Wednesday, December 28, 2022

We can never forget that almost all totalitarian orders begin as youth movements disgusted by nearly everything in the established order

From The All-American Skin Game, or Decoy of Race by Stanley Crouch

All of these muddling democratic phenomena in the United States make it very clear why we in the Americas cannot be intimidated by resentment from the bottom to the top, the top to the bottom. The corruptions of protest shouldn’t make it impossible for us to assert the sophistication necessary to utilize the double-edged sword of accurate assessment. Nor should we be bullied by those who claim that we can only protect our civilization by excluding those at the bottom. History teaches us—over and over and over—that no community, young or old, is immune to the hopped-up irrationalities of scapegoating. We can never forget that almost all totalitarian orders begin as youth movements disgusted by nearly everything in the established order and impatient with the slow, difficult processes of actual human development within the context of individual liberty under the rule of law. It can never be said too often that the “temples of light,” the pageantry, and the mindless incantation of Adolf Hitler made him the first rock star and perhaps the first gangster rapper as well. Appeals to resentment, alienation, separatist “authenticity,” and tribal paranoia always seek to manipulate the anti-intellectual adolescent within all of us, regardless of our ages.
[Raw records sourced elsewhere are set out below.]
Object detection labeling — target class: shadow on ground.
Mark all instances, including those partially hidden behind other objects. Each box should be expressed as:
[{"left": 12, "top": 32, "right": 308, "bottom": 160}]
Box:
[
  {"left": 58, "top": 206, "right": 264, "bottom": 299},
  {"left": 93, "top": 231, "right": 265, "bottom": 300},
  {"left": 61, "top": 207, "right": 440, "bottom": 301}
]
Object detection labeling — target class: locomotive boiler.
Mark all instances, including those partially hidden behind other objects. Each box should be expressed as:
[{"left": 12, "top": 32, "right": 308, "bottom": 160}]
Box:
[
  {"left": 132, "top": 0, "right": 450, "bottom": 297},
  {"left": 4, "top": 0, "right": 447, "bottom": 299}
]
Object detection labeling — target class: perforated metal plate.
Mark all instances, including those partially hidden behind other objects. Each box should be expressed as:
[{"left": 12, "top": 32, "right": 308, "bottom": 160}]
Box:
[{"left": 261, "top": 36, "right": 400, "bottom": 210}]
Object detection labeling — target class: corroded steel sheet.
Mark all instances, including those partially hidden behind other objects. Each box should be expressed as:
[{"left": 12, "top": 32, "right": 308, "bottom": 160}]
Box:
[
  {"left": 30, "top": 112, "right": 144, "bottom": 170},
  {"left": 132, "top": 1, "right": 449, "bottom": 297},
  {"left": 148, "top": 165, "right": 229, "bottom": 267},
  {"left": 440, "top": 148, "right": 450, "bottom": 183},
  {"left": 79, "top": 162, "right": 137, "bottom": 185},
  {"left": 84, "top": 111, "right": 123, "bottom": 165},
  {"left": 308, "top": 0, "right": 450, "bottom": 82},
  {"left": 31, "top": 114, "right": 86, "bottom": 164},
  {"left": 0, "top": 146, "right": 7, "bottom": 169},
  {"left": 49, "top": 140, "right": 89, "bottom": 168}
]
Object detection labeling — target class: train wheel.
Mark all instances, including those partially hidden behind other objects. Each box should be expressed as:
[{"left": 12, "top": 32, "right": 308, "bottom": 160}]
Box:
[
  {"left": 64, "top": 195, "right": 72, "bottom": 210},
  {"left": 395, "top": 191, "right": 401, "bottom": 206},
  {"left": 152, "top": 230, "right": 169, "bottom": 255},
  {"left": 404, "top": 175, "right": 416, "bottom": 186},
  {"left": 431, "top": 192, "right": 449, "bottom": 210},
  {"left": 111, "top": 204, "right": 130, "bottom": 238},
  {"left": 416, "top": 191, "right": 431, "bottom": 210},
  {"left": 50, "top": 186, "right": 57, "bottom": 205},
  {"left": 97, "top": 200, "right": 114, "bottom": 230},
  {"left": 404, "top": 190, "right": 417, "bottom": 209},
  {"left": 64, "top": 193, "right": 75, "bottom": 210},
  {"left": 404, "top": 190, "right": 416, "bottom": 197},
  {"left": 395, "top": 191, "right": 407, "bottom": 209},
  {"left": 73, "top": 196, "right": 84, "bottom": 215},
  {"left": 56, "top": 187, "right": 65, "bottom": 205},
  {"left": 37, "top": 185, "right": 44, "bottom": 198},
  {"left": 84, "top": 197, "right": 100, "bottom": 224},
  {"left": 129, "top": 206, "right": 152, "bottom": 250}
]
We must also remember that the expedient reassertion of tradition—the return to former glory that has been betrayed by the decadent and perverse among us—is also one of the promises made by those who may have little interest in the exhausting processes of democracy. Such appeals and promises, one and all, produce old and rusty or new and polished lines of iron suits, whether they come from the top or the bottom, the bottom or the top.

We can most effectively move in the direction of melting down the iron suits of history by celebrating the fundamental vitality and policy implications of one charismatic fact: our multiple miscegenations don’t imprison us in any of the many varieties of resentment and paranoia if we truly understand them. They supply our democratic liberation through the enrichments of identity. We can no longer afford to traffic in simple-minded and culturally inaccurate terms like “black” and “white” if they are meant to tell us anything more than loose descriptions of skin tone. We are the results of every human possibility that has touched us, no matter its point of origin. As people of the Americas, we rise up from a gumbo in which, after a certain time, it is sometimes very difficult to tell one ingredient from another. All of those ingredients, however, give a more delectable taste to the brew.